I realized I hadn't seen anything from Ben in a while. Figured it had something to do with pizza.
After watching his cogent video, "Three Constitutional Reasons Why Kavanaugh Should Not Be On Supreme Court," I realized Ben had simply lost the plot.
Far be it from me to denigrate the Constitution, but we are passed the point where politics is really about the Constitution.
Individualism, the rule of law, privacy and rights. These once great principles were reflections of the stability, security, and consensus in governance we once had.
History knows no stability. In our time, as political insecurity raises its head, individualism and reliance on law recede. Beyond symbolic value as a rallying point for the Right, the Constitution is now just a political football for whatever clique rules the court.
When political divides, animated by a strong moral component and rooted in geographical regions, are in play, violence becomes a very real possibility. This is as true today with the coastal elites ranged against the inner provinces, as it was in the run up to the American civil war.
There's a very real possibility, if the Democrats take Congress, that we will see impeachment proceedings on the President. We're in a pitched battle between a tentative house cleaning operation in the person of Trump, and "the Empire strikes back," in the persons of Mueller, Rod Rosenstein and the rest of the corrupt Justice department and FBI brass. And it goes deep into the identity and moral sense of both sides, and to their deep economic interests.
We may well see mobs of protesters and counter-protesters clash in DC, with the local DC political machine dispersing the crowds, or the military stepping in. Perhaps both will enter the fray, beholden to different interests and with opposing sympathies, depending who is president at the time.
In times like these, constitutional issues of executive authority may come before the supreme court. Which side do we want using force to put down the other side? Would you rather have a Kavanaugh or a Kagan?
Swann, among others, just isn't adapting to this new post-libertarian reality.
Our present constitutional republic isn't going to last long. The kind of global capitalism we now have isn't self equilibrating. Bezos and co. are not our friends.
The Supreme court has always been about getting around the constitution as written, to reflect realities of real political and economic power.
The founders made it so that amending the constitution is difficult, near prohibitive when the people are divided. Have we ever been more divided?
That inelasticity led to civil war, once north and south were so divided that no consensus could form. Force majore held the union together then.
Today, consensus is impossible. Our divides are as big as they were in the 1860s. The high court is going to be a political instrument one way or another. Is it better to have a Kavanaugh than a Kagan picking dictators?
This is a time of practical necessity, not of principles.

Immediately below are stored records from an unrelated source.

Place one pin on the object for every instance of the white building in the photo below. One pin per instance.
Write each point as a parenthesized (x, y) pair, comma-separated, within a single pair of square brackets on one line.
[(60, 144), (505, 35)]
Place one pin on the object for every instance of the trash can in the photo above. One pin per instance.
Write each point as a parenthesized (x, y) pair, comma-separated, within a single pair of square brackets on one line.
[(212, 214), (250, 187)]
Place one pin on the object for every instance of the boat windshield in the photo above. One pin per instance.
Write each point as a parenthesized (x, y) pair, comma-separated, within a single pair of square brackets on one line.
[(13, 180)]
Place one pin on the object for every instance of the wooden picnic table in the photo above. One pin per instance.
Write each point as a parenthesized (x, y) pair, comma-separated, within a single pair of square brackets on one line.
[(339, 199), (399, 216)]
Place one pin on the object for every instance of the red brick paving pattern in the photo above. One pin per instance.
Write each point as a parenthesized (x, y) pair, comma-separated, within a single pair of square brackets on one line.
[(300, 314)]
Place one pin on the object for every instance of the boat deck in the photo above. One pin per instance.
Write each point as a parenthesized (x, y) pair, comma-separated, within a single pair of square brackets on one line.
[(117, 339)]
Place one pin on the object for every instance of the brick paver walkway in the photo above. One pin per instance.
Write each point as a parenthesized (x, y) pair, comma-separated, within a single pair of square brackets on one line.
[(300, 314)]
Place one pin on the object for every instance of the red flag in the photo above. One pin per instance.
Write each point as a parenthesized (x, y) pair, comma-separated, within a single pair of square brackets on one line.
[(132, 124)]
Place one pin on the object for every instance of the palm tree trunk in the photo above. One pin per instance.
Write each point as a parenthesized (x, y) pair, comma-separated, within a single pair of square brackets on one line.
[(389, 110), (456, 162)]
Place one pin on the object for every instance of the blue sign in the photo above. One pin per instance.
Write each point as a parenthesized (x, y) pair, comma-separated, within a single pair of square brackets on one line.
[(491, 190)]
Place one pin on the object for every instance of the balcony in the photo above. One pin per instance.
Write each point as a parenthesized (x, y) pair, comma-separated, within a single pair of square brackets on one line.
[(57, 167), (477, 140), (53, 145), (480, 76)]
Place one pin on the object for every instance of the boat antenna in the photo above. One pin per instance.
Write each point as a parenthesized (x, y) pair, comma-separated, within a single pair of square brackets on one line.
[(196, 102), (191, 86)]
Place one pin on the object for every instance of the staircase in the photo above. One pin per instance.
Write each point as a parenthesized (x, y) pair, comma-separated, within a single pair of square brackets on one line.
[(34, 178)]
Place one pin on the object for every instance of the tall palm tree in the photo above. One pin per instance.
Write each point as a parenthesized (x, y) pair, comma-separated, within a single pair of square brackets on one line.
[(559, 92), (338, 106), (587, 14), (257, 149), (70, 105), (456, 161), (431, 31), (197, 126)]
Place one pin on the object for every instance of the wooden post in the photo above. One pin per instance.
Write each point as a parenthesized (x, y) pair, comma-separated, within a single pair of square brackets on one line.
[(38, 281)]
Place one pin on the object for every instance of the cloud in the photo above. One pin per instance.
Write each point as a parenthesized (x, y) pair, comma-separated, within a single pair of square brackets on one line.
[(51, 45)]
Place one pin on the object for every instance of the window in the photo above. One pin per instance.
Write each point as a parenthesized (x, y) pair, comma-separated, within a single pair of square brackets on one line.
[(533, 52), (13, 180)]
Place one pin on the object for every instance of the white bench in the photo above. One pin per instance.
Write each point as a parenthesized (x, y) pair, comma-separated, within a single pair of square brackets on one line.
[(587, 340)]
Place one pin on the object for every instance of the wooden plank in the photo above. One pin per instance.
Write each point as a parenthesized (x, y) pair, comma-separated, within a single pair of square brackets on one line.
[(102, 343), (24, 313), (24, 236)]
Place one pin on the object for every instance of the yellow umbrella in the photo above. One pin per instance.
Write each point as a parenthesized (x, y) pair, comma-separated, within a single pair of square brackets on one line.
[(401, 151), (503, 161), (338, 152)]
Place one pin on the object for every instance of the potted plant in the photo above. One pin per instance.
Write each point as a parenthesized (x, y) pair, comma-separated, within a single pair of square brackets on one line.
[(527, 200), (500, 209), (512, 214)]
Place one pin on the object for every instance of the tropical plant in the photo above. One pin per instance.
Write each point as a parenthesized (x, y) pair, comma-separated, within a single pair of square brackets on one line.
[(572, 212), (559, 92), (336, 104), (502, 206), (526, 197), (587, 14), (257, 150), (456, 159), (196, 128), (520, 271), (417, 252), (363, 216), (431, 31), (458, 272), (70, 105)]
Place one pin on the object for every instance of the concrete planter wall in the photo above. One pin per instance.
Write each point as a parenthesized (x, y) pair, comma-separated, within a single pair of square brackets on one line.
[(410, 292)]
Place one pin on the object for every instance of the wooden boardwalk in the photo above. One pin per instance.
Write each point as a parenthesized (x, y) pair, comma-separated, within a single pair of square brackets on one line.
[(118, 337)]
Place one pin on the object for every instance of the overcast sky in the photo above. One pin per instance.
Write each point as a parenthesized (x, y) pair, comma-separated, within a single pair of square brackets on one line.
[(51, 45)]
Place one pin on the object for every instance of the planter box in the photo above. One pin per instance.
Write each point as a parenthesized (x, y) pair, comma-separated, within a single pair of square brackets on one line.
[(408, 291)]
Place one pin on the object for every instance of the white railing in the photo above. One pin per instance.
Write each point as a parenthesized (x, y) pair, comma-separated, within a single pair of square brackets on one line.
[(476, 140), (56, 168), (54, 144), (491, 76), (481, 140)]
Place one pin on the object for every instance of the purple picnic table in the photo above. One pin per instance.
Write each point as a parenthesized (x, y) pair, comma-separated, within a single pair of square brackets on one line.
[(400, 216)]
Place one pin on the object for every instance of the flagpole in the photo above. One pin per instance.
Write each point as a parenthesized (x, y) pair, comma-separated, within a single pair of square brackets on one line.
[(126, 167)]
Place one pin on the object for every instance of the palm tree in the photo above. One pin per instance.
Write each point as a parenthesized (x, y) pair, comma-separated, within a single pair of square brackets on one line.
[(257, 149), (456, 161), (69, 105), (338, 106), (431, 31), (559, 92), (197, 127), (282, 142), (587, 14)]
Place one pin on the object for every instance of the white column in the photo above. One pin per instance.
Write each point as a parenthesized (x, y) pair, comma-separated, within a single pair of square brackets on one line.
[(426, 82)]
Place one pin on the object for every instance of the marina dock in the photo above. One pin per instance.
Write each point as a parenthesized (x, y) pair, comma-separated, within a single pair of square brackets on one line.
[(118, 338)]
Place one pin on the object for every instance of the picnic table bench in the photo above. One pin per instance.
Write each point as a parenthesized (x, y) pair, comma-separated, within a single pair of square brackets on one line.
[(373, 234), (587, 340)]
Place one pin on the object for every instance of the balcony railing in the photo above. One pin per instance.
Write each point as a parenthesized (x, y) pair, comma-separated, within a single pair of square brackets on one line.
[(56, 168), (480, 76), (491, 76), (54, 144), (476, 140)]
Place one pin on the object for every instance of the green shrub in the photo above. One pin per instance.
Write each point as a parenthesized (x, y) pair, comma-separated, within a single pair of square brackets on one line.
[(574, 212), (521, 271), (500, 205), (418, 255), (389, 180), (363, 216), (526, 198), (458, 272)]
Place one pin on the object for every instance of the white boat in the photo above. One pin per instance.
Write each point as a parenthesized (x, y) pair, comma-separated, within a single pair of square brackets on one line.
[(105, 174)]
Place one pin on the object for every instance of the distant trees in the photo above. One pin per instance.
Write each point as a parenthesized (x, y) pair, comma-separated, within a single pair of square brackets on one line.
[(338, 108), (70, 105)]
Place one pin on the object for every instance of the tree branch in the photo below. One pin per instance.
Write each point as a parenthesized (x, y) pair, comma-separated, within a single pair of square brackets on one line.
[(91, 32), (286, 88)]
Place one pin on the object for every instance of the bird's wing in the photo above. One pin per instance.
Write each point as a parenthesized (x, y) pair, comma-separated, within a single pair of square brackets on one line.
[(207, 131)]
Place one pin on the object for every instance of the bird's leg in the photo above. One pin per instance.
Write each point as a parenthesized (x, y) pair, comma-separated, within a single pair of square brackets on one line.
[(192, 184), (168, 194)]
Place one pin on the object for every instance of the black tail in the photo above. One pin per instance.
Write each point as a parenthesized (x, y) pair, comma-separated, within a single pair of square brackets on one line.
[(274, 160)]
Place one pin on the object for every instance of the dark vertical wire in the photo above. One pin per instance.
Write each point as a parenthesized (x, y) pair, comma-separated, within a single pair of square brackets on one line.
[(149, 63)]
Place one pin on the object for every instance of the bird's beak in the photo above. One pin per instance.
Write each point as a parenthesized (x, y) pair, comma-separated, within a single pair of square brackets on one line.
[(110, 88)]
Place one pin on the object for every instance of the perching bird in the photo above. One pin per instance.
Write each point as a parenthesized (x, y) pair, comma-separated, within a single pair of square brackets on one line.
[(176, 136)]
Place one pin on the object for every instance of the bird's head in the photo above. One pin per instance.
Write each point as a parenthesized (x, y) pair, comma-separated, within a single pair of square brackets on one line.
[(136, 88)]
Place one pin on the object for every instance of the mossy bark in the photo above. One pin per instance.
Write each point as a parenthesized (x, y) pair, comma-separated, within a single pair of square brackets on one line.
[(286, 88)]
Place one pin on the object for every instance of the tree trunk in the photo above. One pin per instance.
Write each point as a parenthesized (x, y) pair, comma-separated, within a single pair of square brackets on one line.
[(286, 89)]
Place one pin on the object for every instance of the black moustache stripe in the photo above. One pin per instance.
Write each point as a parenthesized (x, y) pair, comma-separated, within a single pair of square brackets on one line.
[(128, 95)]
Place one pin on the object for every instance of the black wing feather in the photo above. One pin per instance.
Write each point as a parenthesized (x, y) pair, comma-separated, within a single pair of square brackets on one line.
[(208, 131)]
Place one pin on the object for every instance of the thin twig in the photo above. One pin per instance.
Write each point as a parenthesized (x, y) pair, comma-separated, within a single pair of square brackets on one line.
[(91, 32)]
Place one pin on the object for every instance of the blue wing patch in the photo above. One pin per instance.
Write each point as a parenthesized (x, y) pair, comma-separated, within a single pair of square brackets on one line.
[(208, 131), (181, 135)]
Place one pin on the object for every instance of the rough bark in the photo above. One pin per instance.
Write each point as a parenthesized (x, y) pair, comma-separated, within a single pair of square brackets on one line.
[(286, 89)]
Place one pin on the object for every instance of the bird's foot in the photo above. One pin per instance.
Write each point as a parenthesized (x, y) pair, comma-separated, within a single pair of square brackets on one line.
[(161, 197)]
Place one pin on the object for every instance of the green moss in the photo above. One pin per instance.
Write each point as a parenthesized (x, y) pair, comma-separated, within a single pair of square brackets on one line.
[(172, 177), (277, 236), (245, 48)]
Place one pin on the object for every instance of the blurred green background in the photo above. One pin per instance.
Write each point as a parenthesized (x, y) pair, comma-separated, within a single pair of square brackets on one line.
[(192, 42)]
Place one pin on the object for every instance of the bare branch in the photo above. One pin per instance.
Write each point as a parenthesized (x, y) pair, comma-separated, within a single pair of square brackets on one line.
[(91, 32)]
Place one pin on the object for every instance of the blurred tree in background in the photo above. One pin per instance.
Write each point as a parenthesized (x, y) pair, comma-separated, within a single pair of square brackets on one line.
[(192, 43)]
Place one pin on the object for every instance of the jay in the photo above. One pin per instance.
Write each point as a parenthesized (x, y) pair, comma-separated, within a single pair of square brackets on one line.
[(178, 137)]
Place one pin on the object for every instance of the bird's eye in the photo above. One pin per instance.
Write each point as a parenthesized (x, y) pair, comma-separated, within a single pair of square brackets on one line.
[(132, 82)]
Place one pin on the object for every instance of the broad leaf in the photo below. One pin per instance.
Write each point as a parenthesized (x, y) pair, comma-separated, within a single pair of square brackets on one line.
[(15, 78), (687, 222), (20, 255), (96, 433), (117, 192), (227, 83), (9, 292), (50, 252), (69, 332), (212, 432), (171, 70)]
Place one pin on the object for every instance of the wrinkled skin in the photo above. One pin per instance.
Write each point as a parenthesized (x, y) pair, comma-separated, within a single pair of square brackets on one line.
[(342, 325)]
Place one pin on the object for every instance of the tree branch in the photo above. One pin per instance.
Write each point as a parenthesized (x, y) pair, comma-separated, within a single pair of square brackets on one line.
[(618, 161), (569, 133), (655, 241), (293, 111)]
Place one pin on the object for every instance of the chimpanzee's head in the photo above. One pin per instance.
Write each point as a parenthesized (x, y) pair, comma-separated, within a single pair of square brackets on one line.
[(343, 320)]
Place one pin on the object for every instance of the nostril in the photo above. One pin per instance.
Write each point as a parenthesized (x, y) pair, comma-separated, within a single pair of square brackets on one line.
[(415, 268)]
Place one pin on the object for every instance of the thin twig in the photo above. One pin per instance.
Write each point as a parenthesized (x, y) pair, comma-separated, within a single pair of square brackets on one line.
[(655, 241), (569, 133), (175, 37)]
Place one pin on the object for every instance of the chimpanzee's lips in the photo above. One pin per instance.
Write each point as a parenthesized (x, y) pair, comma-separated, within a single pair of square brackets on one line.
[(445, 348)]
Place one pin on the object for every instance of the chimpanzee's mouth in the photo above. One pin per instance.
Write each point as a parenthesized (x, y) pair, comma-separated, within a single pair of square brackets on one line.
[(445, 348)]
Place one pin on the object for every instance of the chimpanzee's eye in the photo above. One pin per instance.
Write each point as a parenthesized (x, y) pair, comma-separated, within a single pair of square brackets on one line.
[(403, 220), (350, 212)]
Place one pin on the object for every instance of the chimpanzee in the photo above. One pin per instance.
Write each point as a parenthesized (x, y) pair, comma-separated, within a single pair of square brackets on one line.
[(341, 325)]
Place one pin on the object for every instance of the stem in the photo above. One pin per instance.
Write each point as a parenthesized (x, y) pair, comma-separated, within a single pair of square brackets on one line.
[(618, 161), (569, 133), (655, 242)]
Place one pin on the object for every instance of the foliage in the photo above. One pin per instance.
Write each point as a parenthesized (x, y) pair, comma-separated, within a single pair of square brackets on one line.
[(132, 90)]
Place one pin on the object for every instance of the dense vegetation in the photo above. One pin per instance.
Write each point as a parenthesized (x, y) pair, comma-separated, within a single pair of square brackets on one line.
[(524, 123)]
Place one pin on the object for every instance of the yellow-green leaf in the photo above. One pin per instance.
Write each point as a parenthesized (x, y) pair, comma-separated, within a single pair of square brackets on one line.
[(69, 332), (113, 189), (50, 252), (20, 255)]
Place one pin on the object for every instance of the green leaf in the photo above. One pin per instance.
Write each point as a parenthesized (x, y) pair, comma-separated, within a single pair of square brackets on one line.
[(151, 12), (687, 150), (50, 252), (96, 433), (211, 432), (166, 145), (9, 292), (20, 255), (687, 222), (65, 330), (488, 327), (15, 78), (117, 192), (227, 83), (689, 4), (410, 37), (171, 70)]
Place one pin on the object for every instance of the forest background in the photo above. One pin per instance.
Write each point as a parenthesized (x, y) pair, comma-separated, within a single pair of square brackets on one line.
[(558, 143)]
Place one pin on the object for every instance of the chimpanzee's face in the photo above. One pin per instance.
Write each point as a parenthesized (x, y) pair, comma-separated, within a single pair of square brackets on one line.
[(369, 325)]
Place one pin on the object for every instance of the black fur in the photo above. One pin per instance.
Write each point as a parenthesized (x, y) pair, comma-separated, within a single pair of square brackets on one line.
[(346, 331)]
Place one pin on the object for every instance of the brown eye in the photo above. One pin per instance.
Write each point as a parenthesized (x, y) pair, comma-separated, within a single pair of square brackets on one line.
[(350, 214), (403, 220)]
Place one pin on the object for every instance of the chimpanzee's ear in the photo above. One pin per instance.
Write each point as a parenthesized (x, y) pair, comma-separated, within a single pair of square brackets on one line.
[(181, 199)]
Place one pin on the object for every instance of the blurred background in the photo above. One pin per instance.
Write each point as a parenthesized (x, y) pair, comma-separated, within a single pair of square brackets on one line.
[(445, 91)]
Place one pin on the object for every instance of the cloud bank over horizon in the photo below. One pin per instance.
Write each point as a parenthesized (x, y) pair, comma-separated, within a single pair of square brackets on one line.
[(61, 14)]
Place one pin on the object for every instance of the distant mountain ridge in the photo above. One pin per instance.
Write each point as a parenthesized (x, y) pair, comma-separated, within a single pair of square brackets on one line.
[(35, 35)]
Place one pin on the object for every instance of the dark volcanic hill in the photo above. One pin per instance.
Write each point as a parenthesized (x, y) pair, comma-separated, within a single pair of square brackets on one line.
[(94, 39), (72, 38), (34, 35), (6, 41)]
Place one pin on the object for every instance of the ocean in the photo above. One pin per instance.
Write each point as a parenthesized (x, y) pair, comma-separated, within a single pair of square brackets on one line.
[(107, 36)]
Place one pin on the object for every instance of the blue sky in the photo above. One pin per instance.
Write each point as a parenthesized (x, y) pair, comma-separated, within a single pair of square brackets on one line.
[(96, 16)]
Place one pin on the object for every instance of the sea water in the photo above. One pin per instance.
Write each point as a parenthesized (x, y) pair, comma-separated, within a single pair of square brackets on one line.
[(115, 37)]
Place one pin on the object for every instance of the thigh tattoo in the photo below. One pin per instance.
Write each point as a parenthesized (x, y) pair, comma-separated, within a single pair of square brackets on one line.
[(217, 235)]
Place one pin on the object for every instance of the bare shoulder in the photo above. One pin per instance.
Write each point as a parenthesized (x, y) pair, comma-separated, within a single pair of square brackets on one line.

Politics has been characterized both as "war by other means" and as "the art of the possible." Both are true, now more than ever.
So, Ben, stop providing cover for enemies like Bezos, who would gladly use his loot to destroy liberty, without regard for principle. And quit cock blocking Trump on his court appointees, for some principle they supposedly violated!
This is a time for practicality, not for rigid principles to preserve something that no longer exists.